Elle affaiblit les sarments, entraînant la formation de rameaux de petite taille et un mauvais aoûtement des bois, rendant la taille hivernale plus difficile. Ces effets combinés diminuent les réserves de la vigne, compromettent le remplissage des raisins et rendent les plants plus vulnérables.

Quelles sont les conditions propices aux risques ?

Le développement du mildiou est favorisé par des conditions climatiques spécifiques :

Les températures idéales pour la propagation de la maladie se situent entre 20 et 25°C avec un taux d’humidité de 85 % ou plus.
Les pluies prolongées, les rosées abondantes et les brouillards matinaux exacerbent le risque de contamination.
Les périodes de forte croissance de la vigne, lorsque les nouvelles pousses sont les plus vulnérables, sont particulièrement critiques. De plus, certains cépages, comme le Cabernet Franc, le Cabernet Sauvignon, le Chardonnay et le Merlot, sont particulièrement sensibles au mildiou.

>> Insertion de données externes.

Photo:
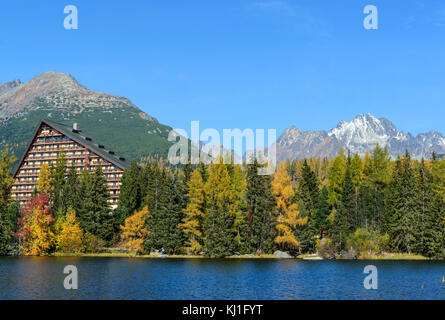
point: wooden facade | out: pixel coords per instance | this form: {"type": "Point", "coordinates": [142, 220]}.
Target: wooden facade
{"type": "Point", "coordinates": [81, 152]}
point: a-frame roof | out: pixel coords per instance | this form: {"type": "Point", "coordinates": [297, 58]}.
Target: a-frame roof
{"type": "Point", "coordinates": [81, 139]}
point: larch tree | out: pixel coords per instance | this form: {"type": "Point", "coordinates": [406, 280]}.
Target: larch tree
{"type": "Point", "coordinates": [35, 232]}
{"type": "Point", "coordinates": [288, 214]}
{"type": "Point", "coordinates": [8, 221]}
{"type": "Point", "coordinates": [69, 239]}
{"type": "Point", "coordinates": [135, 230]}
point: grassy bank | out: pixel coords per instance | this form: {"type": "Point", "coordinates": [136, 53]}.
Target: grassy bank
{"type": "Point", "coordinates": [385, 256]}
{"type": "Point", "coordinates": [133, 255]}
{"type": "Point", "coordinates": [393, 256]}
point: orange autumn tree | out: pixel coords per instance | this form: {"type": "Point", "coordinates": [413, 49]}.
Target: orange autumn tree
{"type": "Point", "coordinates": [70, 237]}
{"type": "Point", "coordinates": [35, 234]}
{"type": "Point", "coordinates": [194, 213]}
{"type": "Point", "coordinates": [134, 231]}
{"type": "Point", "coordinates": [288, 214]}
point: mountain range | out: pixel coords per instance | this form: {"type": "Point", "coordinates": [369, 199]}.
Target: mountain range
{"type": "Point", "coordinates": [123, 127]}
{"type": "Point", "coordinates": [114, 121]}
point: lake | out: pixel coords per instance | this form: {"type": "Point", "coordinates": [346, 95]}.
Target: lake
{"type": "Point", "coordinates": [136, 278]}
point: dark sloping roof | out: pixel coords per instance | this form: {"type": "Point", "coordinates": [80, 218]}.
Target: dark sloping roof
{"type": "Point", "coordinates": [83, 140]}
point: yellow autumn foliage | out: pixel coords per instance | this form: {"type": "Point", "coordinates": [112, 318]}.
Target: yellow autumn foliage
{"type": "Point", "coordinates": [70, 237]}
{"type": "Point", "coordinates": [36, 234]}
{"type": "Point", "coordinates": [288, 214]}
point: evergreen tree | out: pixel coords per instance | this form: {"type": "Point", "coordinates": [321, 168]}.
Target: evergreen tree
{"type": "Point", "coordinates": [402, 210]}
{"type": "Point", "coordinates": [342, 225]}
{"type": "Point", "coordinates": [322, 212]}
{"type": "Point", "coordinates": [194, 214]}
{"type": "Point", "coordinates": [71, 191]}
{"type": "Point", "coordinates": [58, 172]}
{"type": "Point", "coordinates": [94, 213]}
{"type": "Point", "coordinates": [8, 216]}
{"type": "Point", "coordinates": [44, 182]}
{"type": "Point", "coordinates": [424, 197]}
{"type": "Point", "coordinates": [238, 204]}
{"type": "Point", "coordinates": [166, 204]}
{"type": "Point", "coordinates": [260, 229]}
{"type": "Point", "coordinates": [219, 236]}
{"type": "Point", "coordinates": [130, 192]}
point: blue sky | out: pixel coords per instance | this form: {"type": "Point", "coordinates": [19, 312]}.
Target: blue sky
{"type": "Point", "coordinates": [242, 64]}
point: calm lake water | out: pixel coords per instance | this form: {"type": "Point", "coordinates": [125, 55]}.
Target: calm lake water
{"type": "Point", "coordinates": [126, 278]}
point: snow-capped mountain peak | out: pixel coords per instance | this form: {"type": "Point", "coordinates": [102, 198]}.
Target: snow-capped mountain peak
{"type": "Point", "coordinates": [359, 135]}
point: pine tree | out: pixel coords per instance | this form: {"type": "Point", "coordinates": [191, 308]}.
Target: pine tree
{"type": "Point", "coordinates": [402, 211]}
{"type": "Point", "coordinates": [308, 195]}
{"type": "Point", "coordinates": [424, 197]}
{"type": "Point", "coordinates": [377, 177]}
{"type": "Point", "coordinates": [71, 191]}
{"type": "Point", "coordinates": [166, 214]}
{"type": "Point", "coordinates": [57, 174]}
{"type": "Point", "coordinates": [194, 213]}
{"type": "Point", "coordinates": [94, 213]}
{"type": "Point", "coordinates": [288, 214]}
{"type": "Point", "coordinates": [8, 219]}
{"type": "Point", "coordinates": [219, 237]}
{"type": "Point", "coordinates": [44, 180]}
{"type": "Point", "coordinates": [342, 225]}
{"type": "Point", "coordinates": [260, 229]}
{"type": "Point", "coordinates": [335, 176]}
{"type": "Point", "coordinates": [322, 213]}
{"type": "Point", "coordinates": [238, 204]}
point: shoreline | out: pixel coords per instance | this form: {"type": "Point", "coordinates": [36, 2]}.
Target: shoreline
{"type": "Point", "coordinates": [384, 257]}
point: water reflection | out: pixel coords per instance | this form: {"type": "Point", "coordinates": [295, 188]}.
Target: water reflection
{"type": "Point", "coordinates": [132, 278]}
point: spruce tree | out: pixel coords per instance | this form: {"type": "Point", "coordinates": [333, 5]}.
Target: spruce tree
{"type": "Point", "coordinates": [342, 225]}
{"type": "Point", "coordinates": [94, 214]}
{"type": "Point", "coordinates": [219, 236]}
{"type": "Point", "coordinates": [260, 228]}
{"type": "Point", "coordinates": [322, 213]}
{"type": "Point", "coordinates": [8, 221]}
{"type": "Point", "coordinates": [403, 208]}
{"type": "Point", "coordinates": [71, 191]}
{"type": "Point", "coordinates": [130, 192]}
{"type": "Point", "coordinates": [165, 205]}
{"type": "Point", "coordinates": [192, 222]}
{"type": "Point", "coordinates": [308, 195]}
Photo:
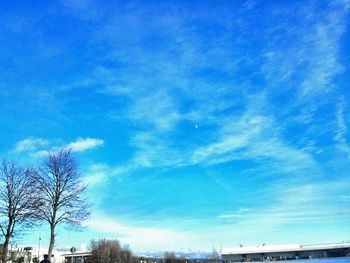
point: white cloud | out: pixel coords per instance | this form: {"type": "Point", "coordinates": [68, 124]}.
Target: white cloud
{"type": "Point", "coordinates": [30, 144]}
{"type": "Point", "coordinates": [83, 144]}
{"type": "Point", "coordinates": [100, 172]}
{"type": "Point", "coordinates": [142, 238]}
{"type": "Point", "coordinates": [341, 130]}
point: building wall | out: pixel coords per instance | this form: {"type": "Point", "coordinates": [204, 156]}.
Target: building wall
{"type": "Point", "coordinates": [230, 258]}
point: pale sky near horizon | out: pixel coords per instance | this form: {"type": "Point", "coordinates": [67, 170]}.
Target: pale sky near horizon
{"type": "Point", "coordinates": [197, 124]}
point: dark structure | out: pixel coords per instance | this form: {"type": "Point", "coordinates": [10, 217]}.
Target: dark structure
{"type": "Point", "coordinates": [285, 252]}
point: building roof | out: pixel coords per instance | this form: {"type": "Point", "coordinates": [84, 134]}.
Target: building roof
{"type": "Point", "coordinates": [281, 248]}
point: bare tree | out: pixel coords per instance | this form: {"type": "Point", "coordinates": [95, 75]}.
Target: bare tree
{"type": "Point", "coordinates": [62, 191]}
{"type": "Point", "coordinates": [18, 204]}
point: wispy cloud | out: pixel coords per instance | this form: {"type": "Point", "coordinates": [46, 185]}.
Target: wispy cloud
{"type": "Point", "coordinates": [30, 144]}
{"type": "Point", "coordinates": [83, 144]}
{"type": "Point", "coordinates": [142, 238]}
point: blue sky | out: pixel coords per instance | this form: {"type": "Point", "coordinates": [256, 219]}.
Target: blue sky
{"type": "Point", "coordinates": [197, 124]}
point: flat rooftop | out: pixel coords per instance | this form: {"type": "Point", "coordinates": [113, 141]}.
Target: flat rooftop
{"type": "Point", "coordinates": [281, 248]}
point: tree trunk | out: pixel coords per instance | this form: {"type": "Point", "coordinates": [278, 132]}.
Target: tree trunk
{"type": "Point", "coordinates": [52, 241]}
{"type": "Point", "coordinates": [5, 249]}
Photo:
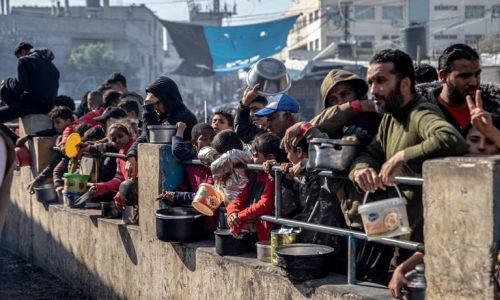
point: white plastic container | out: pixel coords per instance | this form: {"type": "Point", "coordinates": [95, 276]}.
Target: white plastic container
{"type": "Point", "coordinates": [385, 218]}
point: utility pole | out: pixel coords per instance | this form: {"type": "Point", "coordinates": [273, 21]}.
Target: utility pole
{"type": "Point", "coordinates": [345, 13]}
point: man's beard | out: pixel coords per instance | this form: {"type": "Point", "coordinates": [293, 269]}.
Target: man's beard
{"type": "Point", "coordinates": [392, 102]}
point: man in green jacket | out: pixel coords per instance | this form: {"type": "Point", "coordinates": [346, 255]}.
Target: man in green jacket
{"type": "Point", "coordinates": [411, 131]}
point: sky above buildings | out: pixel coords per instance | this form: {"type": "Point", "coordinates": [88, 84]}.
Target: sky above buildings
{"type": "Point", "coordinates": [249, 11]}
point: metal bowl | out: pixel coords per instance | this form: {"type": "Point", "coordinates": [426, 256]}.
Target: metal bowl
{"type": "Point", "coordinates": [161, 134]}
{"type": "Point", "coordinates": [272, 76]}
{"type": "Point", "coordinates": [45, 193]}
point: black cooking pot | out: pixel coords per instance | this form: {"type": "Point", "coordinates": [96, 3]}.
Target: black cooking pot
{"type": "Point", "coordinates": [304, 261]}
{"type": "Point", "coordinates": [226, 244]}
{"type": "Point", "coordinates": [179, 224]}
{"type": "Point", "coordinates": [110, 211]}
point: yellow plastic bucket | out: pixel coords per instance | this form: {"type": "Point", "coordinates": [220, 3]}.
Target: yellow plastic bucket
{"type": "Point", "coordinates": [75, 184]}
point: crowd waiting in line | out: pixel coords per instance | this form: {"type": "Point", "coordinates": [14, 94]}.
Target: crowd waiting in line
{"type": "Point", "coordinates": [414, 114]}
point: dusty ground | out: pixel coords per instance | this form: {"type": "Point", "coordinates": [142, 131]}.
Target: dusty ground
{"type": "Point", "coordinates": [20, 280]}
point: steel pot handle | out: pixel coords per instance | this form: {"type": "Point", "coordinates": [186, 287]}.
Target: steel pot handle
{"type": "Point", "coordinates": [395, 186]}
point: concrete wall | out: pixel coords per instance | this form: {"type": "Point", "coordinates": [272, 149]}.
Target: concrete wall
{"type": "Point", "coordinates": [110, 260]}
{"type": "Point", "coordinates": [462, 226]}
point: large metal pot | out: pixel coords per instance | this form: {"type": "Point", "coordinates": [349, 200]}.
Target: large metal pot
{"type": "Point", "coordinates": [331, 154]}
{"type": "Point", "coordinates": [304, 261]}
{"type": "Point", "coordinates": [110, 211]}
{"type": "Point", "coordinates": [272, 76]}
{"type": "Point", "coordinates": [226, 244]}
{"type": "Point", "coordinates": [45, 193]}
{"type": "Point", "coordinates": [23, 157]}
{"type": "Point", "coordinates": [161, 134]}
{"type": "Point", "coordinates": [179, 224]}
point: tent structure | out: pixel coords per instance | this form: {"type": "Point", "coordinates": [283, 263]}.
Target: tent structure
{"type": "Point", "coordinates": [206, 50]}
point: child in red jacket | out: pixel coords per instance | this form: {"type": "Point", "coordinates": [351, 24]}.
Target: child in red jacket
{"type": "Point", "coordinates": [121, 138]}
{"type": "Point", "coordinates": [257, 198]}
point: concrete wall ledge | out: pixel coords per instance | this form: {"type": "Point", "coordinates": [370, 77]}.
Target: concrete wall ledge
{"type": "Point", "coordinates": [110, 260]}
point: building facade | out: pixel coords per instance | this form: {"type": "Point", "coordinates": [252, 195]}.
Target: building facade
{"type": "Point", "coordinates": [134, 33]}
{"type": "Point", "coordinates": [461, 22]}
{"type": "Point", "coordinates": [369, 25]}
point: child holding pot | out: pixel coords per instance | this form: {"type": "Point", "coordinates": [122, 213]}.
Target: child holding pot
{"type": "Point", "coordinates": [257, 198]}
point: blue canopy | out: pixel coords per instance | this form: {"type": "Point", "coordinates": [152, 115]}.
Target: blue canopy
{"type": "Point", "coordinates": [209, 49]}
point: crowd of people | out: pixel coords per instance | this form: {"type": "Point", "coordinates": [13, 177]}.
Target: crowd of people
{"type": "Point", "coordinates": [414, 113]}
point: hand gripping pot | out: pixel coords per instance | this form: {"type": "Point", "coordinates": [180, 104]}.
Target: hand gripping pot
{"type": "Point", "coordinates": [330, 154]}
{"type": "Point", "coordinates": [271, 75]}
{"type": "Point", "coordinates": [207, 199]}
{"type": "Point", "coordinates": [385, 218]}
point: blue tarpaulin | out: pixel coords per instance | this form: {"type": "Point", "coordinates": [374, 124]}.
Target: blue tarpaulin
{"type": "Point", "coordinates": [209, 49]}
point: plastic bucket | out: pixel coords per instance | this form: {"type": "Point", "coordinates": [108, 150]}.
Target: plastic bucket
{"type": "Point", "coordinates": [207, 199]}
{"type": "Point", "coordinates": [264, 251]}
{"type": "Point", "coordinates": [75, 184]}
{"type": "Point", "coordinates": [278, 238]}
{"type": "Point", "coordinates": [385, 218]}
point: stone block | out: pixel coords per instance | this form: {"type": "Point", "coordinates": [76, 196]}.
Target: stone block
{"type": "Point", "coordinates": [462, 226]}
{"type": "Point", "coordinates": [31, 124]}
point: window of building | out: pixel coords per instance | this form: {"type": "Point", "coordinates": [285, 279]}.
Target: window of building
{"type": "Point", "coordinates": [445, 36]}
{"type": "Point", "coordinates": [472, 39]}
{"type": "Point", "coordinates": [474, 11]}
{"type": "Point", "coordinates": [364, 12]}
{"type": "Point", "coordinates": [392, 12]}
{"type": "Point", "coordinates": [495, 11]}
{"type": "Point", "coordinates": [364, 38]}
{"type": "Point", "coordinates": [333, 39]}
{"type": "Point", "coordinates": [445, 7]}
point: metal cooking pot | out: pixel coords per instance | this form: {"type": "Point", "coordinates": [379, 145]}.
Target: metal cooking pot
{"type": "Point", "coordinates": [304, 261]}
{"type": "Point", "coordinates": [161, 134]}
{"type": "Point", "coordinates": [226, 244]}
{"type": "Point", "coordinates": [331, 154]}
{"type": "Point", "coordinates": [110, 211]}
{"type": "Point", "coordinates": [272, 76]}
{"type": "Point", "coordinates": [179, 224]}
{"type": "Point", "coordinates": [46, 193]}
{"type": "Point", "coordinates": [23, 157]}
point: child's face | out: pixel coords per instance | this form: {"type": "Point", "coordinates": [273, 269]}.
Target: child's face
{"type": "Point", "coordinates": [205, 139]}
{"type": "Point", "coordinates": [60, 124]}
{"type": "Point", "coordinates": [479, 144]}
{"type": "Point", "coordinates": [259, 157]}
{"type": "Point", "coordinates": [220, 123]}
{"type": "Point", "coordinates": [118, 138]}
{"type": "Point", "coordinates": [296, 156]}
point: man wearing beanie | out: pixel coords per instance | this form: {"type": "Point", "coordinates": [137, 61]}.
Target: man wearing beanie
{"type": "Point", "coordinates": [163, 104]}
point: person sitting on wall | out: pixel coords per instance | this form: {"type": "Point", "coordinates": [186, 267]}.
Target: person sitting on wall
{"type": "Point", "coordinates": [247, 124]}
{"type": "Point", "coordinates": [36, 85]}
{"type": "Point", "coordinates": [281, 112]}
{"type": "Point", "coordinates": [163, 104]}
{"type": "Point", "coordinates": [257, 198]}
{"type": "Point", "coordinates": [482, 135]}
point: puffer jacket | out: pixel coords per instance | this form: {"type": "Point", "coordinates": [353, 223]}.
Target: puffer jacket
{"type": "Point", "coordinates": [37, 78]}
{"type": "Point", "coordinates": [166, 90]}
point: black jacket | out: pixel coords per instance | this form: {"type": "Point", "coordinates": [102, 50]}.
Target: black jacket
{"type": "Point", "coordinates": [37, 78]}
{"type": "Point", "coordinates": [167, 91]}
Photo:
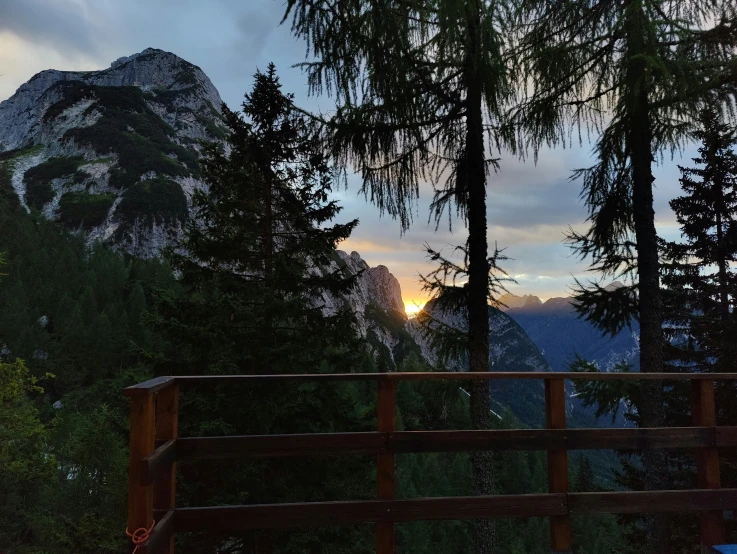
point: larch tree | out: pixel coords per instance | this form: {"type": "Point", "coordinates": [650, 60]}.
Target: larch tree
{"type": "Point", "coordinates": [419, 86]}
{"type": "Point", "coordinates": [636, 73]}
{"type": "Point", "coordinates": [697, 271]}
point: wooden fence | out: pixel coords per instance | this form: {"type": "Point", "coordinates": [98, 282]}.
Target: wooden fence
{"type": "Point", "coordinates": [155, 447]}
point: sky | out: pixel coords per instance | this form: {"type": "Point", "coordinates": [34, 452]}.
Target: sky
{"type": "Point", "coordinates": [530, 206]}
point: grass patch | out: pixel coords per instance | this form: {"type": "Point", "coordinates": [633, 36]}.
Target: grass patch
{"type": "Point", "coordinates": [142, 141]}
{"type": "Point", "coordinates": [8, 198]}
{"type": "Point", "coordinates": [83, 209]}
{"type": "Point", "coordinates": [38, 179]}
{"type": "Point", "coordinates": [73, 91]}
{"type": "Point", "coordinates": [158, 200]}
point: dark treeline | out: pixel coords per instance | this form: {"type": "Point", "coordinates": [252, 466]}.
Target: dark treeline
{"type": "Point", "coordinates": [425, 91]}
{"type": "Point", "coordinates": [88, 322]}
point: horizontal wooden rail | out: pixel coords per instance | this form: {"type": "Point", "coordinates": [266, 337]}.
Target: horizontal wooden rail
{"type": "Point", "coordinates": [403, 442]}
{"type": "Point", "coordinates": [641, 502]}
{"type": "Point", "coordinates": [317, 514]}
{"type": "Point", "coordinates": [155, 449]}
{"type": "Point", "coordinates": [261, 446]}
{"type": "Point", "coordinates": [162, 532]}
{"type": "Point", "coordinates": [153, 385]}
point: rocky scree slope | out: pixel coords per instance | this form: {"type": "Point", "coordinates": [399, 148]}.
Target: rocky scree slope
{"type": "Point", "coordinates": [111, 153]}
{"type": "Point", "coordinates": [114, 154]}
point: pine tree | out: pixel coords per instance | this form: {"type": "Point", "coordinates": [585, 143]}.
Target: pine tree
{"type": "Point", "coordinates": [256, 265]}
{"type": "Point", "coordinates": [419, 88]}
{"type": "Point", "coordinates": [697, 272]}
{"type": "Point", "coordinates": [637, 71]}
{"type": "Point", "coordinates": [261, 244]}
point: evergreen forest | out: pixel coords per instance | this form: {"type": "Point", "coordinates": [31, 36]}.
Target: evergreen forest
{"type": "Point", "coordinates": [251, 283]}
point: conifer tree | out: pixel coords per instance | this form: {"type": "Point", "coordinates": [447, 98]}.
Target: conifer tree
{"type": "Point", "coordinates": [637, 71]}
{"type": "Point", "coordinates": [419, 87]}
{"type": "Point", "coordinates": [697, 274]}
{"type": "Point", "coordinates": [261, 238]}
{"type": "Point", "coordinates": [257, 264]}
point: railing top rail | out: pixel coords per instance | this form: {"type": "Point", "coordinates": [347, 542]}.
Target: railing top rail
{"type": "Point", "coordinates": [153, 385]}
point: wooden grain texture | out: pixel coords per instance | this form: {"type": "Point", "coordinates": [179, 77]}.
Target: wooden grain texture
{"type": "Point", "coordinates": [142, 438]}
{"type": "Point", "coordinates": [386, 415]}
{"type": "Point", "coordinates": [261, 446]}
{"type": "Point", "coordinates": [162, 535]}
{"type": "Point", "coordinates": [167, 429]}
{"type": "Point", "coordinates": [315, 514]}
{"type": "Point", "coordinates": [376, 443]}
{"type": "Point", "coordinates": [703, 413]}
{"type": "Point", "coordinates": [159, 462]}
{"type": "Point", "coordinates": [149, 387]}
{"type": "Point", "coordinates": [192, 380]}
{"type": "Point", "coordinates": [555, 418]}
{"type": "Point", "coordinates": [568, 439]}
{"type": "Point", "coordinates": [633, 502]}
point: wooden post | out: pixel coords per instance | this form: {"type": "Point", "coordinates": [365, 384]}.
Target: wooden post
{"type": "Point", "coordinates": [555, 418]}
{"type": "Point", "coordinates": [703, 414]}
{"type": "Point", "coordinates": [385, 464]}
{"type": "Point", "coordinates": [167, 424]}
{"type": "Point", "coordinates": [140, 497]}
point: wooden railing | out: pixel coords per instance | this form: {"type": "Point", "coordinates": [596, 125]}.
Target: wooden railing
{"type": "Point", "coordinates": [155, 447]}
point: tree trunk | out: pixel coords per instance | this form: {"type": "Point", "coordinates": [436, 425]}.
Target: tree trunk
{"type": "Point", "coordinates": [722, 258]}
{"type": "Point", "coordinates": [478, 279]}
{"type": "Point", "coordinates": [651, 407]}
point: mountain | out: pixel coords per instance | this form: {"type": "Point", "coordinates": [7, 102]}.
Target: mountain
{"type": "Point", "coordinates": [555, 328]}
{"type": "Point", "coordinates": [111, 153]}
{"type": "Point", "coordinates": [114, 155]}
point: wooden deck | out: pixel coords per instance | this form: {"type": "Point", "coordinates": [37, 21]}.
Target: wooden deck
{"type": "Point", "coordinates": [155, 447]}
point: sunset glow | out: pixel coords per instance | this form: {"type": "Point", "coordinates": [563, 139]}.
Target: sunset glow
{"type": "Point", "coordinates": [412, 308]}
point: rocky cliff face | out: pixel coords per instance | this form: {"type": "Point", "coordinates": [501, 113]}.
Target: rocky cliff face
{"type": "Point", "coordinates": [556, 329]}
{"type": "Point", "coordinates": [112, 153]}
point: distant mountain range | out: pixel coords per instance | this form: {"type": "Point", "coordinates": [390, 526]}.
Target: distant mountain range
{"type": "Point", "coordinates": [555, 328]}
{"type": "Point", "coordinates": [114, 154]}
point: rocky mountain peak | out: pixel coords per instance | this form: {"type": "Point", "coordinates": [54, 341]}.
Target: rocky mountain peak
{"type": "Point", "coordinates": [154, 71]}
{"type": "Point", "coordinates": [112, 153]}
{"type": "Point", "coordinates": [510, 300]}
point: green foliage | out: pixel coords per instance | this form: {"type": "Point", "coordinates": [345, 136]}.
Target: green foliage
{"type": "Point", "coordinates": [698, 270]}
{"type": "Point", "coordinates": [8, 198]}
{"type": "Point", "coordinates": [142, 141]}
{"type": "Point", "coordinates": [83, 209]}
{"type": "Point", "coordinates": [38, 179]}
{"type": "Point", "coordinates": [24, 467]}
{"type": "Point", "coordinates": [152, 201]}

Des méthodes adaptées de traitement et de prévention

L’utilisation de fongicides à base de cuivre et de produits systémiques spécifiques est courante pour combattre le mildiou. Il est essentiel d’alterner les types de fongicides afin de prévenir le développement de résistances chez le pathogène. De plus, combiner des substances ayant des modes d’action différents et créer une hétérogénéité spatiale en appliquant ces différents modes d’action sur diverses parcelles permet de protéger les plantes tout en limitant l’apparition de résistances.

Différentes techniques culturales peuvent prévenir le mildiou, notamment la taille qui améliore la circulation de l’air autour des plants, l’élimination des débris infectés pour réduire les sources de contamination, et un drainage efficace pour éviter la formation de flaques d’eau. La taille en vert permet d’éliminer les pousses inutiles et de favoriser une meilleure ventilation, tandis que le maintien d’un couvert végétal protège le sol et réduit les éclaboussures d’eau ou terre contaminée. Le palissage et l’effeuillage améliorent également l’aération des baies. Enfin, maîtriser la vigueur des plantes en limitant la fertilisation évite une croissance excessive propice au mildiou.

Protéger efficacement les vignes

Pour améliorer l’efficacité de la protection contre le mildiou, il est essentiel de suivre des prévisions météorologiques fiables pour planifier les traitements, d’assurer un bon drainage pour éviter la stagnation d’eau autour des plantes, et de maintenir une couverture phytosanitaire sans intervalles trop longs entre les traitements, particulièrement lors des années de forte pression. Il est également important de vérifier régulièrement la fonctionnalité et l’efficacité des pulvérisateurs, et d’utiliser des systèmes d’aide aux décisions comme Vintel pour recevoir des alertes sur les pressions du mildiou et d’autres maladies.

Une gestion proactive et bien informée est essentielle pour lutter efficacement contre le mildiou. En combinant différentes stratégies, les viticulteurs peuvent protéger leurs vignes et assurer la qualité de leur récolte malgré les défis posés par les conditions climatiques de 2024.